First it was the IPL Twenty20 matches in April, thereafter a poor crop of films. Multiplex operators haven’t had it easy this year though the storyline could change over the next few months with some big production houses releasing their films. A glance at PVR’s September 2008 quarter shows that occupancies came off by 18 per cent to 36.7 per cent over the comparable period in the previous year.
That’s because there were just about half a dozen films that pulled in audiences. In fact, PVR was fortunate to have released one of its home productions and the film did well at the box office. But despite that footfalls at properties that existed in both years were lower by 14 per cent. What helped the multiplex operator grow revenues by 26 per cent (stand-alone) during the quarter was the higher average ticket prices — it remains to be seen though whether consumers will continue to shell out more for tickets at a time when the economy in slowing.

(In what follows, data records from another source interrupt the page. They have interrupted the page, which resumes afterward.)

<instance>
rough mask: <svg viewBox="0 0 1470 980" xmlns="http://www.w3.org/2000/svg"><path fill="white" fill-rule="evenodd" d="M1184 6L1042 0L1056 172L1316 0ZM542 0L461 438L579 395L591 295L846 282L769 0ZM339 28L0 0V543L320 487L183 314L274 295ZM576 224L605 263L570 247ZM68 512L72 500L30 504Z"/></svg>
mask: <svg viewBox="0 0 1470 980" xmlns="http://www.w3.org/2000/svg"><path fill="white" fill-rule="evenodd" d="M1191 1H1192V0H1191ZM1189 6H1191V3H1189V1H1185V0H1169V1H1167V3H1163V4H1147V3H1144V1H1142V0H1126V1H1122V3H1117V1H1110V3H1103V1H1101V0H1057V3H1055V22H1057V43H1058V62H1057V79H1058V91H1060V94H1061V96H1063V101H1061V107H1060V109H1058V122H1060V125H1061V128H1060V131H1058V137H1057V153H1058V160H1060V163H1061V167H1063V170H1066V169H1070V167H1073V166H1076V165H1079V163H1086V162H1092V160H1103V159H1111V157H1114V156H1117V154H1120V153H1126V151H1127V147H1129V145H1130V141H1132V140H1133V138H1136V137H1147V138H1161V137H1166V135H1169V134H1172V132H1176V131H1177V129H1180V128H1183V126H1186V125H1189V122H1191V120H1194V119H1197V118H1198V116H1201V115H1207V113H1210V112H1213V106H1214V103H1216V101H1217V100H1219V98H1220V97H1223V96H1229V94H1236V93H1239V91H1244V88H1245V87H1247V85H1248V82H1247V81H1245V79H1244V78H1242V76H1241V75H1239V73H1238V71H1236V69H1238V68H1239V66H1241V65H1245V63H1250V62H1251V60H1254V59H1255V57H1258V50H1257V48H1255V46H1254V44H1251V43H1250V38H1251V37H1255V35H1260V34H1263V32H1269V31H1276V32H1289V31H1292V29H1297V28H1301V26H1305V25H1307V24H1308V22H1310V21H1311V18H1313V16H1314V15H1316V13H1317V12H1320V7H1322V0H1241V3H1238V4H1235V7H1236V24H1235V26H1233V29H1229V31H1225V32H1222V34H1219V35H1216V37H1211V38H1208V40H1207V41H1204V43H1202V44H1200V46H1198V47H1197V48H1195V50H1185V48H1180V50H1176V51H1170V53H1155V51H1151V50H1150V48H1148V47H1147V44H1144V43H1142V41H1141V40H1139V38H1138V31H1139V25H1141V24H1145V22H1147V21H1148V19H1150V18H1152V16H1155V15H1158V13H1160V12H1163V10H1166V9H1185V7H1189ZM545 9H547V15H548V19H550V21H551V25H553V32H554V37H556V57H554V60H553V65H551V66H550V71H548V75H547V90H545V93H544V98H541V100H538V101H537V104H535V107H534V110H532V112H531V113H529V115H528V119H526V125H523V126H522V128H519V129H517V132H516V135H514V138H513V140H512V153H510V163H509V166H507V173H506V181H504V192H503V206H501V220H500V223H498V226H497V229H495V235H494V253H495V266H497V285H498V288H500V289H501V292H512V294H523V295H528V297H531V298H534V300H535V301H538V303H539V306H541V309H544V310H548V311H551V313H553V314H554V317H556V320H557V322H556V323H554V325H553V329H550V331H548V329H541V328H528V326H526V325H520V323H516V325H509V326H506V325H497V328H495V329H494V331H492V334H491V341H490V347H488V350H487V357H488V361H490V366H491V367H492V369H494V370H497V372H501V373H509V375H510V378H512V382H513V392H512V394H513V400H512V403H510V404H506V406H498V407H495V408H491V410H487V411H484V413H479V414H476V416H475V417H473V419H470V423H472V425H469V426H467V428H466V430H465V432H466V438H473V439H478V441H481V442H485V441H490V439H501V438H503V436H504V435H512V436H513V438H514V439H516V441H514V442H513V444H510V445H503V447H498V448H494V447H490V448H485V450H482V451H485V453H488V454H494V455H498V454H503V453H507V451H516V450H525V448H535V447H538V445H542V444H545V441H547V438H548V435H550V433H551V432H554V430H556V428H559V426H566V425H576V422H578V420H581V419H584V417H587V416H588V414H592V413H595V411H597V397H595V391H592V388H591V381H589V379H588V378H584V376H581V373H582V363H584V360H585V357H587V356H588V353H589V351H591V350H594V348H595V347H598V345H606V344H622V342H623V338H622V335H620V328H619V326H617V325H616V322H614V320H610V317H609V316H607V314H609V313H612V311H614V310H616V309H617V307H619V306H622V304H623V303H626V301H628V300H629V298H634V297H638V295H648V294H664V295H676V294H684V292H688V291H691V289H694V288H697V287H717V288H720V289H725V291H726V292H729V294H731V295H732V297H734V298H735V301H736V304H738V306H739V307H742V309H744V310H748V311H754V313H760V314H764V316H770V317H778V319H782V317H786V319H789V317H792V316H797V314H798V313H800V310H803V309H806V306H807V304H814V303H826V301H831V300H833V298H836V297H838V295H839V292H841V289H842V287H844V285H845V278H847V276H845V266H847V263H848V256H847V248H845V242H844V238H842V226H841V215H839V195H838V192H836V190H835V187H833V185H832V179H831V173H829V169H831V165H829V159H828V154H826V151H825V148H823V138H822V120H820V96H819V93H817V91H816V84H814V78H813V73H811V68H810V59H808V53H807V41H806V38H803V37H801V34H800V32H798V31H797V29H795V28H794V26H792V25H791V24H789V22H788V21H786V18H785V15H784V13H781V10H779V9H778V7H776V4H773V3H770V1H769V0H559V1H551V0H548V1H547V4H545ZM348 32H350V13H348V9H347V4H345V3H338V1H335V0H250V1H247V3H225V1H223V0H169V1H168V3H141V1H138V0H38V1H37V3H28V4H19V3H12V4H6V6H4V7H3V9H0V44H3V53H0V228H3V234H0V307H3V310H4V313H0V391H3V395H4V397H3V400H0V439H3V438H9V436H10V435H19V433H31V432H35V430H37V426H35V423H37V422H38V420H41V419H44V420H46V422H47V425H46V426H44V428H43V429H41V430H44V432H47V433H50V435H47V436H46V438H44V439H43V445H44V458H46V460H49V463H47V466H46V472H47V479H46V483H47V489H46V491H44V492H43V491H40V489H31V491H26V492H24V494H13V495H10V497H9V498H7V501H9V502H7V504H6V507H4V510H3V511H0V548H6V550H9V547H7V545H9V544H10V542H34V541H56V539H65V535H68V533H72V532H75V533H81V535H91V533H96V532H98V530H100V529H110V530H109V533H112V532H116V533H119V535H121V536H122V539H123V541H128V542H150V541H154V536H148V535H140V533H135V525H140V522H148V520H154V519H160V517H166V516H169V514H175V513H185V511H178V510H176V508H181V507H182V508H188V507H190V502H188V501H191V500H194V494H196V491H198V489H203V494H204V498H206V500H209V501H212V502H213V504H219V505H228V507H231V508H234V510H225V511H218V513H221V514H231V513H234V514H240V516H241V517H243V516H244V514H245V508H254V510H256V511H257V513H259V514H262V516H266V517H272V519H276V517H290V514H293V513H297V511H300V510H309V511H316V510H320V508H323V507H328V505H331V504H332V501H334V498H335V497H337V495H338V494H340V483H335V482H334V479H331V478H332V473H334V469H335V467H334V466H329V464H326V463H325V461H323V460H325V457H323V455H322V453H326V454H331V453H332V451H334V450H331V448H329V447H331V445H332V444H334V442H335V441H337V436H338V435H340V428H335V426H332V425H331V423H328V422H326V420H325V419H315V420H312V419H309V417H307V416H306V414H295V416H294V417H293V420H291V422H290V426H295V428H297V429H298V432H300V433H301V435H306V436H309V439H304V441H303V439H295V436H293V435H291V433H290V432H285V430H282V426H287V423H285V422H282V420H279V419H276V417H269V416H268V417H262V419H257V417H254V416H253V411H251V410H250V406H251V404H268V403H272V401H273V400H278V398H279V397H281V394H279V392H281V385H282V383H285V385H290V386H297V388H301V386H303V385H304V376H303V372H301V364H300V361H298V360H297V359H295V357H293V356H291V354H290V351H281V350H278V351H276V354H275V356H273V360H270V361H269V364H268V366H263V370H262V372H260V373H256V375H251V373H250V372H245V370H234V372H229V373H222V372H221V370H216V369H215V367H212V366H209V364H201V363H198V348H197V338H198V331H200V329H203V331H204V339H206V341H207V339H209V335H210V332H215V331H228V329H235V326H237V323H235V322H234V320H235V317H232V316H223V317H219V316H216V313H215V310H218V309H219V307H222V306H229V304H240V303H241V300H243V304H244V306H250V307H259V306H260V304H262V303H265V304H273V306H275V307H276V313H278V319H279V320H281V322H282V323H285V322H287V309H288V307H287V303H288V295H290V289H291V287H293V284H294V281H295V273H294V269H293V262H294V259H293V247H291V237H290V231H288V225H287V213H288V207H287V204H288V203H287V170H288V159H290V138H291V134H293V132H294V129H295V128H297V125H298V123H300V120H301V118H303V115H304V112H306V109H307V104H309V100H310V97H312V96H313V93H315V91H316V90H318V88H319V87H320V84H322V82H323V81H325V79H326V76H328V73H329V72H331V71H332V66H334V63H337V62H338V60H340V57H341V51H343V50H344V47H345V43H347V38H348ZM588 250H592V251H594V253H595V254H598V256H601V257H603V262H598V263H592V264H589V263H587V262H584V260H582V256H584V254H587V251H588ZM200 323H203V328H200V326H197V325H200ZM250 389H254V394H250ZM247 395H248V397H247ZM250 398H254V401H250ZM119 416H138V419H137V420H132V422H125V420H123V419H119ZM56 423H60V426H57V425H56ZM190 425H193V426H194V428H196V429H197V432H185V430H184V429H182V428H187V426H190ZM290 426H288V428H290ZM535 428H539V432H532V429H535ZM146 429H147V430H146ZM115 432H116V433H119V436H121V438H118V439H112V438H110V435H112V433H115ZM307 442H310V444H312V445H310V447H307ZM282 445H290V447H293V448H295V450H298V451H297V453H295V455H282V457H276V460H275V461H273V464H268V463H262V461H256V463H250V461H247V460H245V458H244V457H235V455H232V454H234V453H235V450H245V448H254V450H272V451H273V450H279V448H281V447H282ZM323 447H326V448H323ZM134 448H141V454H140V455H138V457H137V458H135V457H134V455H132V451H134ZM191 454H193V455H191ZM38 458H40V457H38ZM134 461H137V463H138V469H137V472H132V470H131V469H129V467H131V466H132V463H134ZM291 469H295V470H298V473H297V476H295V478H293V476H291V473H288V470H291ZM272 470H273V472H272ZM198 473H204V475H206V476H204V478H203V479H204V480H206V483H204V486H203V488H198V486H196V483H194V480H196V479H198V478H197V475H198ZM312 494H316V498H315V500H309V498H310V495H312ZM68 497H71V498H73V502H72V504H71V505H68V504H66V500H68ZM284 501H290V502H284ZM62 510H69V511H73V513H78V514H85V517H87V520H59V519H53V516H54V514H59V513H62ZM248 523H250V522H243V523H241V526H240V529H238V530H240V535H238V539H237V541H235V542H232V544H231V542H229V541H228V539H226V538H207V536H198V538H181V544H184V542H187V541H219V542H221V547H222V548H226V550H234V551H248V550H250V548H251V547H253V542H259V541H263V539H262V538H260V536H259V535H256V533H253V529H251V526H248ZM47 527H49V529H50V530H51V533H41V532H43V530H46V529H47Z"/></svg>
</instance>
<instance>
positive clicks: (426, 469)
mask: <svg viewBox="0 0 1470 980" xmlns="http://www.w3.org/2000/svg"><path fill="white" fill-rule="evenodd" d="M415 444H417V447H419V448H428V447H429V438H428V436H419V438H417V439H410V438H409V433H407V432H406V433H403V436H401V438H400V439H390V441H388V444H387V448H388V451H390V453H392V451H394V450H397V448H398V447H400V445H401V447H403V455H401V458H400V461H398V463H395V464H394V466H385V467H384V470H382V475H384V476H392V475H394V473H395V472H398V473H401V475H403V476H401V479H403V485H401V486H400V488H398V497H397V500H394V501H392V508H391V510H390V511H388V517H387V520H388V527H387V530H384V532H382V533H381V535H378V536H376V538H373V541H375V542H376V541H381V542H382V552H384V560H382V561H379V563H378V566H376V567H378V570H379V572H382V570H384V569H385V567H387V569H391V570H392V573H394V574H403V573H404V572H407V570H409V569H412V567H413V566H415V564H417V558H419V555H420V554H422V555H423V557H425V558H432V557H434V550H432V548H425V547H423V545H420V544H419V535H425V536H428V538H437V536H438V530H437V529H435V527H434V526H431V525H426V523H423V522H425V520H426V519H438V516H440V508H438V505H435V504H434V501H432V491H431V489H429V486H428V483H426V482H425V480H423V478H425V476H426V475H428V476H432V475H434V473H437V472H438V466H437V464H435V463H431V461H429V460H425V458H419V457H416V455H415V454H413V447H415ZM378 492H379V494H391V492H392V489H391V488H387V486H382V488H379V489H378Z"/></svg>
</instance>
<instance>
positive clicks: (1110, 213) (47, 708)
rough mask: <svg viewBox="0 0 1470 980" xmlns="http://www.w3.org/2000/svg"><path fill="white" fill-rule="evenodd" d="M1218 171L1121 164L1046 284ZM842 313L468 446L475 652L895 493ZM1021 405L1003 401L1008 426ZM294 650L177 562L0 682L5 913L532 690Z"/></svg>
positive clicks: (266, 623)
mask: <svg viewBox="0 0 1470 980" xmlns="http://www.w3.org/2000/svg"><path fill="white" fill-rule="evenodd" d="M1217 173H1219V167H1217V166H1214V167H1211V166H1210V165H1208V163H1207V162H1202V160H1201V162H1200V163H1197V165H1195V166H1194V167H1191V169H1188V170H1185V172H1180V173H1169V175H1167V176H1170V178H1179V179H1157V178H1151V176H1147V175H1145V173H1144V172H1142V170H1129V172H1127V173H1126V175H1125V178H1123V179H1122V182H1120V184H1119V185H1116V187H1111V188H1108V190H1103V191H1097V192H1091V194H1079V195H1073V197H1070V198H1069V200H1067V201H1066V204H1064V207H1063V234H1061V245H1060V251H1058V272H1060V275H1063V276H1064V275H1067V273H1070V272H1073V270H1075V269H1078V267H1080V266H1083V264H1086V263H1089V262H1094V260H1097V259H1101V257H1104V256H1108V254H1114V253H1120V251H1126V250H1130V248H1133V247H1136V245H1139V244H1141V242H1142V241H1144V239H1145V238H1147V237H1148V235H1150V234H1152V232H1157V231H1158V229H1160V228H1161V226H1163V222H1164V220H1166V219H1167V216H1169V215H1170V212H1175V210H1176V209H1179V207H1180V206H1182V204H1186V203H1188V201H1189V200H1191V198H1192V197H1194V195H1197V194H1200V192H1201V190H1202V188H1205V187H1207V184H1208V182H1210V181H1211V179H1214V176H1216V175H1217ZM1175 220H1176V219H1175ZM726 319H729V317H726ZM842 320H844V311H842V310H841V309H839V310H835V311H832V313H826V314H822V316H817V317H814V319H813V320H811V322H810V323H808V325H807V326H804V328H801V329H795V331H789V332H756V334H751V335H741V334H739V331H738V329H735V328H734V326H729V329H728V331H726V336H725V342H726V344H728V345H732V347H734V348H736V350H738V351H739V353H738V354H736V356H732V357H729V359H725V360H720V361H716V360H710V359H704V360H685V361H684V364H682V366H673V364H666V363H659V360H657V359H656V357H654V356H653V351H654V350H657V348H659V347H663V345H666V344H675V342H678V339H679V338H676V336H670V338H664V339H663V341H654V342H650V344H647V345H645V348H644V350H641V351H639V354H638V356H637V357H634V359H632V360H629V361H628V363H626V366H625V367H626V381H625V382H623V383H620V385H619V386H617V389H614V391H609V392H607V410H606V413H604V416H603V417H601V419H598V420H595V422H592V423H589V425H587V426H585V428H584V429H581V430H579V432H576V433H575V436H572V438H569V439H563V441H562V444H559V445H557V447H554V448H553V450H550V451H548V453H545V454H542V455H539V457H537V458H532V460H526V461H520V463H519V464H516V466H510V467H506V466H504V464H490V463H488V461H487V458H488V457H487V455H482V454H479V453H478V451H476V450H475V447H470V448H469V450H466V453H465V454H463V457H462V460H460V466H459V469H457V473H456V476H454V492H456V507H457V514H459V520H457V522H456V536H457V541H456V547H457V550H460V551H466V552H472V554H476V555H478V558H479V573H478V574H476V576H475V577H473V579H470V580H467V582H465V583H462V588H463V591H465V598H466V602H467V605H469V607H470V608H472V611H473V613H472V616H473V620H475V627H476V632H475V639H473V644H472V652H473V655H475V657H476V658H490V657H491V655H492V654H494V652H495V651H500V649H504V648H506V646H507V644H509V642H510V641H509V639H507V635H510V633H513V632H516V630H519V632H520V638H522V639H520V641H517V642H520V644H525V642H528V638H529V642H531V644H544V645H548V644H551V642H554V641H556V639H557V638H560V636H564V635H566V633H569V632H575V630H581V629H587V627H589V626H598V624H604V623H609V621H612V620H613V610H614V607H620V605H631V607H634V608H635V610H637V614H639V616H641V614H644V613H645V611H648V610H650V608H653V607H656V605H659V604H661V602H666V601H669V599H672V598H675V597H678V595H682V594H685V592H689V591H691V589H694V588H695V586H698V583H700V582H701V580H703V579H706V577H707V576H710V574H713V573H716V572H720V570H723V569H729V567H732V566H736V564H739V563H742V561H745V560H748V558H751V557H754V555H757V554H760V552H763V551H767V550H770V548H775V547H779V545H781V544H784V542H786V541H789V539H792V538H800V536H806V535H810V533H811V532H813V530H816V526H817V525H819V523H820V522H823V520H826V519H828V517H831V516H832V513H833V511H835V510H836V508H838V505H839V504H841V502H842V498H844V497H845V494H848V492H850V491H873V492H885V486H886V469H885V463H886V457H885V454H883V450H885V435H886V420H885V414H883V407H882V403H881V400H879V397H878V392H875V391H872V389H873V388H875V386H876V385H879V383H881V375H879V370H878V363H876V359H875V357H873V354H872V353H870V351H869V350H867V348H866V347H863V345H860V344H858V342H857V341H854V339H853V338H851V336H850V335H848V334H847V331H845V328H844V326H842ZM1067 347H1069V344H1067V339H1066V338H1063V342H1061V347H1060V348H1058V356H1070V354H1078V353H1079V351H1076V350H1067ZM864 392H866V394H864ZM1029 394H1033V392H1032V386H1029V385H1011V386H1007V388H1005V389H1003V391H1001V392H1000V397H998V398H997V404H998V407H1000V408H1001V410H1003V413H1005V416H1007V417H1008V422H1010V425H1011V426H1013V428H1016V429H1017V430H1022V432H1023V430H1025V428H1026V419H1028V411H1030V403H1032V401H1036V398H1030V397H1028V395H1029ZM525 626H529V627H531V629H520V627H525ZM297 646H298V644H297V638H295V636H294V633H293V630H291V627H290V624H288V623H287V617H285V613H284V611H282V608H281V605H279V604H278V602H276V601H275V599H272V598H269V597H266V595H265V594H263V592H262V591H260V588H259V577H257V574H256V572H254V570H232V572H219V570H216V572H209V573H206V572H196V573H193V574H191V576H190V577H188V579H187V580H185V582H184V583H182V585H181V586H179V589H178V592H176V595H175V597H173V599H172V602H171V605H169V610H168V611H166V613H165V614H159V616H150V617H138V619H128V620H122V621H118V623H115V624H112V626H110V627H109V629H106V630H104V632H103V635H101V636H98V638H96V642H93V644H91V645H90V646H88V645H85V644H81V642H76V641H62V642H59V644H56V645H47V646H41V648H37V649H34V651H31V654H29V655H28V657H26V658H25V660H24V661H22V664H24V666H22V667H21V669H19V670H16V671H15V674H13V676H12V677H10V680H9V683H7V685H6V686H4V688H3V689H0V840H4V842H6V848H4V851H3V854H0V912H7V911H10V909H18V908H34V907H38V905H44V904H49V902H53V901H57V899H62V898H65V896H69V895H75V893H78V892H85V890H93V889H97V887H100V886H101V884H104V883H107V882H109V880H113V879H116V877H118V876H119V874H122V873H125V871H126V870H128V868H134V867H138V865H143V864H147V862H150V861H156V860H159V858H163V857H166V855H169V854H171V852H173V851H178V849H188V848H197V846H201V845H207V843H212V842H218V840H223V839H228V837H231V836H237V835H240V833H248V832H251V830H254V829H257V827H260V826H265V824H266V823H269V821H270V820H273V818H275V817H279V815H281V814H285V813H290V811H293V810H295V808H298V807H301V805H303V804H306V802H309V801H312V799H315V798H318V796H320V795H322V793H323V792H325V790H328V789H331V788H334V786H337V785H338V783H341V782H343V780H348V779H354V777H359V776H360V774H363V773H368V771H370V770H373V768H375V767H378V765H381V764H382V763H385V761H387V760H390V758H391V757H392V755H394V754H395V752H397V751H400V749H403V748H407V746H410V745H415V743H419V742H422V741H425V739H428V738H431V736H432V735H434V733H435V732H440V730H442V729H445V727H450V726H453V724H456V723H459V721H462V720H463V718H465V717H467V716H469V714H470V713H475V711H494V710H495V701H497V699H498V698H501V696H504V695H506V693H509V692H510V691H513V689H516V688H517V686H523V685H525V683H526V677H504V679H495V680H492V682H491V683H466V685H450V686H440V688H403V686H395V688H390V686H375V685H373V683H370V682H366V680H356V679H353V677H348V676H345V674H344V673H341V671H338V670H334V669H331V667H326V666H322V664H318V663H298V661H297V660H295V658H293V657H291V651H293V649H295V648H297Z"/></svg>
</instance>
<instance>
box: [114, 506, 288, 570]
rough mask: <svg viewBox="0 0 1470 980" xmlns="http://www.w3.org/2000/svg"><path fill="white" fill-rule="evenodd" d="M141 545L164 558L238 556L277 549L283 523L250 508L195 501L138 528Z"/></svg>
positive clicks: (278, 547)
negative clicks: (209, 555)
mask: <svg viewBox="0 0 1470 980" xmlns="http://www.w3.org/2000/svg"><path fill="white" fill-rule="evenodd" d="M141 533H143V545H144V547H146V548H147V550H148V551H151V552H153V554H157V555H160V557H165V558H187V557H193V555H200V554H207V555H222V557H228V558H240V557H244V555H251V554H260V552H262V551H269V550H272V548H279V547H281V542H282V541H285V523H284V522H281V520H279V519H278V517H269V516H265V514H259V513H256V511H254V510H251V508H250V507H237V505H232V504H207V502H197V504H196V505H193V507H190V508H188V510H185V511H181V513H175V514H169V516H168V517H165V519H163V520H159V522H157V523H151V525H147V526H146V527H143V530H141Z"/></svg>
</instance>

PVR now has a 101 screens and continues to expand but the costs are hurting — the operating profit margin came off by 250 basis points during the quarter. In fact, it was lower taxes that helped the company post a net profit rise of 27 per cent. While PVR will continue to produce films, it will be largely dependent on other producers for content and although exhibitors are able to negotiate good terms, they do lose out sometimes. The fall in real estate prices should help but higher costs on rolling out properties could continue to pressure the margins in the near term.
PVR has a good business model that includes production, distribution an exhibition. Its foray into retail entertainment should complement its film business nicely. The firm is expected to end the current year with revenues of Rs 350 crore, a growth of about 30 per cent over last year. However thanks to higher costs, the net profit is expected to grow only marginally.